Two nitpicks, first the two pieces of art on the prince are totally inconsistent, barely in the same ballpark inconsistent, secondly the Prince's statblock refrences something that doesn't exist "cold wrath"

Also, this article totally wrecks total havok on the flavor I was using for the feywild which had a lot of conflict between the summer and winter fey, and the article even said that only young and foolish fey fight like this!  Of course by the laws on the internet, I now have a vendetta against Keith Baker.  For my next campaign I shall blow up Eberron.


----------



## Starfox (Apr 24, 2009)

And the triumph of cold continues...


----------



## Mustrum_Ridcully (Apr 24, 2009)

Good article.



Nightson said:


> secondly the Prince's statblock refrences something that doesn't exist "cold wrath"



Yes, I noticed that, too.



> Also, this article totally wrecks total havok on the flavor I was using for the feywild which had a lot of conflict between the summer and winter fey, and the article even said that only young and foolish fey fight like this!  Of course by the laws on the internet, I now have a vendetta against Keith Baker.  For my next campaign I shall blow up Eberron.

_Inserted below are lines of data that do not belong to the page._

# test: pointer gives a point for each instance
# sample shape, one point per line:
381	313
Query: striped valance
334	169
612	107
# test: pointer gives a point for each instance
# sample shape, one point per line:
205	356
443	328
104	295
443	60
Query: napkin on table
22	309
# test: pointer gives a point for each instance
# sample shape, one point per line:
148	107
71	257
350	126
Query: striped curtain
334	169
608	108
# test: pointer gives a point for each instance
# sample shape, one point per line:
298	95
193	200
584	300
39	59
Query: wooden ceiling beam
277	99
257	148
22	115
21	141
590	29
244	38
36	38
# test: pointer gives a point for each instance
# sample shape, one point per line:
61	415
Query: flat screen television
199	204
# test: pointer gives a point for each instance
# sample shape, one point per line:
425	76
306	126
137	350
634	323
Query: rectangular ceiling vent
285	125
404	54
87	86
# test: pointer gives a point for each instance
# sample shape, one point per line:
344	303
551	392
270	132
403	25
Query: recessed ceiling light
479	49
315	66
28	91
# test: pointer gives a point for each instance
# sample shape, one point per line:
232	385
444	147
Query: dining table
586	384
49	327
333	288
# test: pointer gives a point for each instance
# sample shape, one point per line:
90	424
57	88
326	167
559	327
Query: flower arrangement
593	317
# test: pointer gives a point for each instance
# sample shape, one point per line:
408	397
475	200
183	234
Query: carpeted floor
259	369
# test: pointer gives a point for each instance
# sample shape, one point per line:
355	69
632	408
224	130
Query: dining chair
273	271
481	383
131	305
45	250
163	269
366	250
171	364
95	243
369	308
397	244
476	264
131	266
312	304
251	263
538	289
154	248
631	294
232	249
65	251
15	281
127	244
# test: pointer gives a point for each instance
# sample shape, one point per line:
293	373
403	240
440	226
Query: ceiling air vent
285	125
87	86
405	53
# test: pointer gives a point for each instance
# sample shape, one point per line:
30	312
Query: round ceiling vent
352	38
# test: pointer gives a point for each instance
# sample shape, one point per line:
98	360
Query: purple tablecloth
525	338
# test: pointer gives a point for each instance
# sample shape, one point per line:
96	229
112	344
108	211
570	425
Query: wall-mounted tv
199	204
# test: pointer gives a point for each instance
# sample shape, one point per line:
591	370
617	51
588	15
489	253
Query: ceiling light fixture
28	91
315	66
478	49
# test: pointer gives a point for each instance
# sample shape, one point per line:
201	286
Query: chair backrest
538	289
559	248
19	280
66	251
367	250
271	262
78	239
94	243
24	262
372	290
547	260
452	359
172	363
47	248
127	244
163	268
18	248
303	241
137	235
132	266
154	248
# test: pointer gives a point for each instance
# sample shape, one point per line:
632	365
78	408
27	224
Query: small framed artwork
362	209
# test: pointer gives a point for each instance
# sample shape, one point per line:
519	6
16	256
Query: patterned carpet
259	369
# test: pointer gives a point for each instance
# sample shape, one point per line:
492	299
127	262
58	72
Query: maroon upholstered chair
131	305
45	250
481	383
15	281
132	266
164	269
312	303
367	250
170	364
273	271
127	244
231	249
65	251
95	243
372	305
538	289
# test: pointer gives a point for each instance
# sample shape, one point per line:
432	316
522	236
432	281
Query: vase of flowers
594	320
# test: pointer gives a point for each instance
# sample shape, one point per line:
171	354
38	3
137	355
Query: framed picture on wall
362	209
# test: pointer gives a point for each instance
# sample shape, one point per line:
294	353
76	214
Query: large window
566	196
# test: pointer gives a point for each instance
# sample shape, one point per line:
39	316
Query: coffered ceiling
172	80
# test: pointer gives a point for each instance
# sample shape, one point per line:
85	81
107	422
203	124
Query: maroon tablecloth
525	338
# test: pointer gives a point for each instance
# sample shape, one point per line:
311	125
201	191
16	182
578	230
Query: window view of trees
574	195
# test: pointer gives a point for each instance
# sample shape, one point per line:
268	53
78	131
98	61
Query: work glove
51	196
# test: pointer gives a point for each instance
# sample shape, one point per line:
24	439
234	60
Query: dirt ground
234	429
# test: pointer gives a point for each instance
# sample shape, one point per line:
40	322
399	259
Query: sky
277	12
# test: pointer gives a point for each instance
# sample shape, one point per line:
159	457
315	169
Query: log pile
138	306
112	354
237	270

It might have been too obvious to go the Winter vs Summer route.  

But I greatly appreciate the Drama. 

---

There seem also be hints about what the "highlight role-playing features of D&D 4" might be:
1) The ways to affect the prince with a song or showing an amulet.
2) The "true love" experience can help you against the princes allies.
3) Access to a Paragon Path and feat only if you are a Fey Warlock of a specific pact - a pact with the Prince of Winter - that has certain extra story prerequisites.

Comments on that?


PS: Oh, and the Wintertouched feat - though it's not explicitly mentioned, IIRC - seems to give every character with it a connection to the "Wintertouched" allies of the Prince. Of course, that's only implied and not a "rule" per se...


----------



## hong (Apr 24, 2009)

Oh mang, the rogue and ranger in our game are totally screwed if they come against him. Wintertouched + Lasting Frost, both of them. I can hear the cries of anguish already.


----------



## Klaus (Apr 24, 2009)

What I loved most were the new mechanics for feylocks. They have been needing some love for a while.


----------



## Hawke (Apr 24, 2009)

Best fluff article I've seen so far! This totally jarred the direction my campaign is taking... 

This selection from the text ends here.